For more information on the recycling program call 639-5637.  Tips for successful recycling

The following are some examples of acceptable recyclables (examples are not all inclusive):

Recyclables:  clear, brown or green glass.   What can be recycled:  juice bottles, beer and wine bottles, mayonnaise jars and baby food jars.

What cannot be recycled: light bulbs, crystal, coffee mugs, ovenware, clay flower pots and plates.

Preparation:  rinse well and remove lids. Labels may remain.

Recyclables:  aluminum and steel cans.

What can be recycled:  soda, soup, juice and vegetable cans, aluminum foil without food contamination. 

What cannot be recycled: aluminum foil or pie pans with food contamination and aerosol cans.

Preparation:  Rinse well and remove lids.  Labels may remain.

Recyclables:  newspapers and telephone directories.

What can be recycled:  Newspapers and all inserts.

What cannot be recycled:  TV guides or any magazine with grainy newspaper pages, paperbacks and hardback books and comic books.

Preparation:  keep dry.

Recyclables:  cardboard.

What can be recycled:  cereal, shoe, paper and detergent boxes and brown grocery paper bags.

What cannot be recycled:  pizza boxes contaminated with food or grease, milk cartons, paper plates, frozen food boxes, boxes made of wax-coated paper and boxes with foam glued to boxes.

Preparation: keep dry, flatten and place beside the plastic curbside collection container.

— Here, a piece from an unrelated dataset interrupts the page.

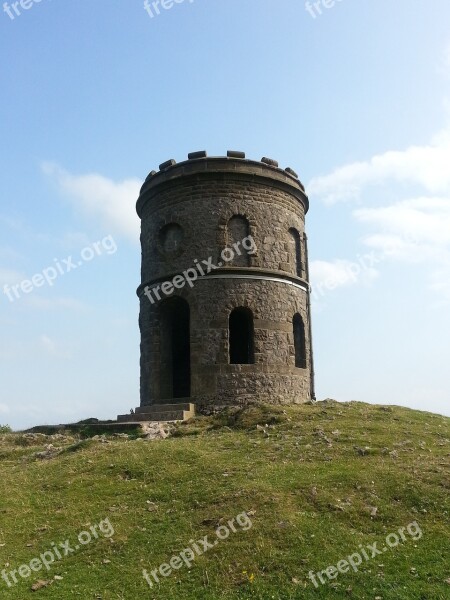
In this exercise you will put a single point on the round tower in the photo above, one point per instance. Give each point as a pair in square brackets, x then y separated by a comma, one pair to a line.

Recyclables: clear plastics or the see-through tinted ones that are used as food containers such as opaque milk jugs, water, juice, sport drinks, and soda bottles.

What cannot be recycled: white plastic jugs, plastic buckets, detergent, oil, antifreeze, bleach or any container that has held a hazardous material, plastic bags (grocery, fertilizer or trash) plastic wrap, plastic food trays, Styrofoam, diapers, any of the popcorn/peanut or bubble packing material.